A thermodynamic analysis of the binding of calcium and magnesium ions to parvalbumin.

Microcalorimetry and equilibrium dialysis were used to determine the thermodynamic functions delta H0, delta G0 and delta S0 guiding the interaction of Ca2+ and Mg2+ with purified carp muscle isoparvalbumin of pI 4.25. The equilibrium dialysis studies indicate equal affinities of the two metal sites of parvalbumin for either Ca2+ or Mg2+ with equilibrium constants of KCa = 2.7 X 10(9) M-1, and KMg = 9.5 X 10(4) M-1. Binding of the two metal ions is fully competitive with no indication for cooperative effects.

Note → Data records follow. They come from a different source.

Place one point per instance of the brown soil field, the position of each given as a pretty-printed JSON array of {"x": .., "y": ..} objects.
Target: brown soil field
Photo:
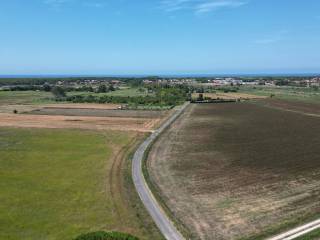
[
  {"x": 236, "y": 170},
  {"x": 8, "y": 108},
  {"x": 98, "y": 112},
  {"x": 82, "y": 122},
  {"x": 227, "y": 96},
  {"x": 294, "y": 106}
]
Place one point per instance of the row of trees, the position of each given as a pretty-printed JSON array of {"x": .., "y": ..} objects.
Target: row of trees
[{"x": 164, "y": 96}]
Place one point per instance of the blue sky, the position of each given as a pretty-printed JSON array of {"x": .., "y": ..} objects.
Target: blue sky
[{"x": 159, "y": 36}]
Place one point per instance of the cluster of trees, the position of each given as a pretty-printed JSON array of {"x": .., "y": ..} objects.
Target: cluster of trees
[{"x": 164, "y": 96}]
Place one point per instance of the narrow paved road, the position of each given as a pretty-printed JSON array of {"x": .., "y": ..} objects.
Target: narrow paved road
[
  {"x": 166, "y": 227},
  {"x": 298, "y": 232}
]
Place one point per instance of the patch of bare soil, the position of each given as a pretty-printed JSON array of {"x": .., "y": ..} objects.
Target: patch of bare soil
[
  {"x": 228, "y": 96},
  {"x": 229, "y": 171},
  {"x": 311, "y": 109},
  {"x": 82, "y": 122},
  {"x": 22, "y": 108}
]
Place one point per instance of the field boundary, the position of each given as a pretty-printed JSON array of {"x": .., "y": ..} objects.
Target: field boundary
[
  {"x": 298, "y": 231},
  {"x": 159, "y": 216}
]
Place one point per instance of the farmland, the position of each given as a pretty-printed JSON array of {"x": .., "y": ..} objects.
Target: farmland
[
  {"x": 239, "y": 170},
  {"x": 57, "y": 184},
  {"x": 65, "y": 167},
  {"x": 309, "y": 95}
]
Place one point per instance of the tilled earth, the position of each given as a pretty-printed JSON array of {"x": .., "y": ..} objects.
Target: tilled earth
[{"x": 236, "y": 170}]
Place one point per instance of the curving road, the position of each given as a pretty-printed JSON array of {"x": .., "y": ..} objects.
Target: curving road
[
  {"x": 166, "y": 227},
  {"x": 298, "y": 232}
]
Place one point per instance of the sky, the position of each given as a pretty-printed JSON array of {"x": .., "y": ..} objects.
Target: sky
[{"x": 123, "y": 37}]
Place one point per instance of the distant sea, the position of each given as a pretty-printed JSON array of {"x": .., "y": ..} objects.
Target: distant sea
[{"x": 162, "y": 75}]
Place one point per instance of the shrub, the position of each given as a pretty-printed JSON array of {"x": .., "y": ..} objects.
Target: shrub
[{"x": 106, "y": 236}]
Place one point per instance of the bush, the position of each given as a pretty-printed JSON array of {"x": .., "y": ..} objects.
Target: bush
[{"x": 106, "y": 236}]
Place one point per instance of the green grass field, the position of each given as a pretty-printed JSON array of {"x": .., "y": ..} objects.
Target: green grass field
[
  {"x": 55, "y": 184},
  {"x": 24, "y": 97},
  {"x": 288, "y": 93}
]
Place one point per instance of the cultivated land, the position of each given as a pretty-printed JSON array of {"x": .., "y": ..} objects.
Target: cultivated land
[
  {"x": 239, "y": 170},
  {"x": 309, "y": 95},
  {"x": 60, "y": 177},
  {"x": 228, "y": 96},
  {"x": 57, "y": 184}
]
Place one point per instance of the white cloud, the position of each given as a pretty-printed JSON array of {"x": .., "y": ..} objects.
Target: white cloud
[
  {"x": 200, "y": 6},
  {"x": 271, "y": 39},
  {"x": 57, "y": 4}
]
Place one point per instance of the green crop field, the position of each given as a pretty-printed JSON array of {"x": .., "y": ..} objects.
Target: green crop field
[
  {"x": 24, "y": 97},
  {"x": 57, "y": 184}
]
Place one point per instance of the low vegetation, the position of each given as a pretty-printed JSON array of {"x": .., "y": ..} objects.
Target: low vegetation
[
  {"x": 57, "y": 184},
  {"x": 237, "y": 170}
]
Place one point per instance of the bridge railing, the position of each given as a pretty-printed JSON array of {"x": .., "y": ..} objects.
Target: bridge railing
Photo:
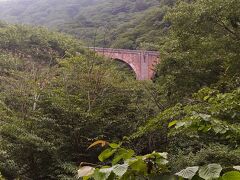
[{"x": 113, "y": 50}]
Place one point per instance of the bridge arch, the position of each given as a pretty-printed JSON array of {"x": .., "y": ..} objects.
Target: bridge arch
[
  {"x": 126, "y": 66},
  {"x": 142, "y": 62}
]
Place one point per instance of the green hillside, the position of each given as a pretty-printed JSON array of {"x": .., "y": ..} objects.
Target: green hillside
[
  {"x": 68, "y": 114},
  {"x": 100, "y": 22}
]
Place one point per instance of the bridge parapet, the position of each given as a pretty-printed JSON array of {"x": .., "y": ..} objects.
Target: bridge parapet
[{"x": 142, "y": 62}]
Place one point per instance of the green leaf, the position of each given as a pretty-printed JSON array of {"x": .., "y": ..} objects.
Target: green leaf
[
  {"x": 172, "y": 123},
  {"x": 188, "y": 173},
  {"x": 236, "y": 167},
  {"x": 85, "y": 171},
  {"x": 211, "y": 171},
  {"x": 232, "y": 175},
  {"x": 180, "y": 124},
  {"x": 114, "y": 145},
  {"x": 120, "y": 170},
  {"x": 138, "y": 165},
  {"x": 122, "y": 154},
  {"x": 106, "y": 154},
  {"x": 102, "y": 174}
]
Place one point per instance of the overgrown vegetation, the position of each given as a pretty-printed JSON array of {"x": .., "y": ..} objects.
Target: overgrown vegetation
[{"x": 57, "y": 98}]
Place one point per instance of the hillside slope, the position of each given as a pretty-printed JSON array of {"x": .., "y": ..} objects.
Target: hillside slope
[{"x": 97, "y": 22}]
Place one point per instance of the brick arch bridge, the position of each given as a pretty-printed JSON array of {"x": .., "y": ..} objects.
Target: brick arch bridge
[{"x": 142, "y": 62}]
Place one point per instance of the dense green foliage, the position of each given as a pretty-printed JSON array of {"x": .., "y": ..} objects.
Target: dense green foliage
[{"x": 57, "y": 98}]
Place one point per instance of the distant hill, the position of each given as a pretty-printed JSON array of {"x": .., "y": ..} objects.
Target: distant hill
[{"x": 110, "y": 23}]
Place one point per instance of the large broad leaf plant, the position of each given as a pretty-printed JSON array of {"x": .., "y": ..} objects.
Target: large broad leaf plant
[{"x": 124, "y": 164}]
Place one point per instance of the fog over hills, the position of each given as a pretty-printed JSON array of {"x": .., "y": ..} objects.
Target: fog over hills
[{"x": 108, "y": 23}]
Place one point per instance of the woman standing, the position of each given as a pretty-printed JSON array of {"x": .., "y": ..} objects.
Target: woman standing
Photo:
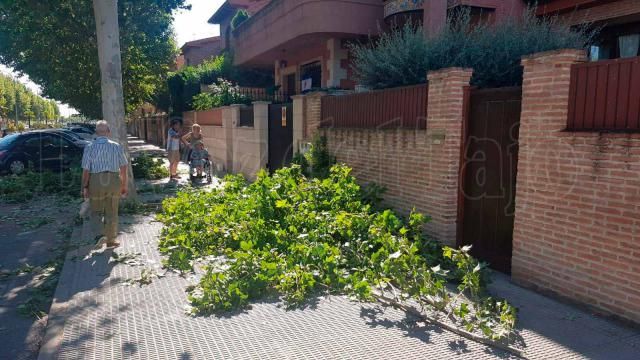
[
  {"x": 173, "y": 148},
  {"x": 190, "y": 140}
]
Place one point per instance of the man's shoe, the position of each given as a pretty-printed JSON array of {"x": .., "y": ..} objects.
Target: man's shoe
[
  {"x": 101, "y": 241},
  {"x": 112, "y": 244}
]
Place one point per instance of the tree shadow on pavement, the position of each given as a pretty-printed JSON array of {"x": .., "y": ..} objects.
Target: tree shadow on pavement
[{"x": 375, "y": 316}]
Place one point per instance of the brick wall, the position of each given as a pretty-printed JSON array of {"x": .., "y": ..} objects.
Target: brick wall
[
  {"x": 419, "y": 168},
  {"x": 312, "y": 113},
  {"x": 216, "y": 143},
  {"x": 577, "y": 223}
]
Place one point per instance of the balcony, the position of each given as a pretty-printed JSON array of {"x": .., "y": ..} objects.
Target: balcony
[
  {"x": 291, "y": 26},
  {"x": 398, "y": 7}
]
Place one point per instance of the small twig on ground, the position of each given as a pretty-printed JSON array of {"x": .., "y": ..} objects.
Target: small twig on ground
[{"x": 410, "y": 309}]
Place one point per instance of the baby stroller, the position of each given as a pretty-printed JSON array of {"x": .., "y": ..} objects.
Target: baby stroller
[{"x": 207, "y": 171}]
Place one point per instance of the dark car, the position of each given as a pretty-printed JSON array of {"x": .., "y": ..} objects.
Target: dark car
[
  {"x": 69, "y": 135},
  {"x": 83, "y": 132},
  {"x": 40, "y": 150}
]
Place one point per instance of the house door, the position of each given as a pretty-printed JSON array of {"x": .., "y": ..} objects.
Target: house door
[
  {"x": 291, "y": 84},
  {"x": 488, "y": 175},
  {"x": 280, "y": 135}
]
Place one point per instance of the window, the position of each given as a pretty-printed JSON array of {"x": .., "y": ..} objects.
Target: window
[
  {"x": 313, "y": 72},
  {"x": 628, "y": 45},
  {"x": 599, "y": 52}
]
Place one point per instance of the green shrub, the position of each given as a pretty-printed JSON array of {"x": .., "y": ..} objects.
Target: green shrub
[
  {"x": 147, "y": 167},
  {"x": 24, "y": 187},
  {"x": 223, "y": 93},
  {"x": 185, "y": 84},
  {"x": 317, "y": 161},
  {"x": 493, "y": 51},
  {"x": 293, "y": 236},
  {"x": 240, "y": 17}
]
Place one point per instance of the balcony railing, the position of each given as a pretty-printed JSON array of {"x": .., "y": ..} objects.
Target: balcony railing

The apparent Ca2+ affinity constant K'Ca in the presence of 1 mM Mg2+ is 2.8 X 10(7) M-1, and the Mg2+-Ca2+ exchange equilibrium constant equals 2.8 X 10(4) M-1. Microcalorimetry shows that parvalbumin exhibits negative reaction enthalpies of -37.2 kJ/mol metal site for Ca2+ binding and -25.1 kJ/mol site for Mg2+-Ca2+ exchange, yielding delta H0 = -12.1 kJ/mol site for Mg2+ complex formation. Enthalpy changes are linearly dependent upon the amount of metal bound to the protein, thus corroborating the equal affinities of the two sites. Reaction entropies delta S0 are +55.2 J x mol-1 x K-1 for Ca2+ complex formation and +54.8 x mol-1 x K-1 for Mg2+ complex formation. Thus the respective metal binding processes are driven by both enthalpy and entropy conbinations, and are reminiscent of Ca2+ binding to troponin C. The reaction entropy observed during Mg2+-Ca2+ exchange (0.4 J x mol-1 x k-1) is negligible in spite of the markedly different hydration entropies for Ca2+ and Mg2+. This indicates that the two metal complexes of parvalbumin do not have the same conformation entropy. Since no variation in the intrinsic protein fluorescence was observed upon metal exchange, the conformation differences must be restricted to the immediate environment of the metal binding sites.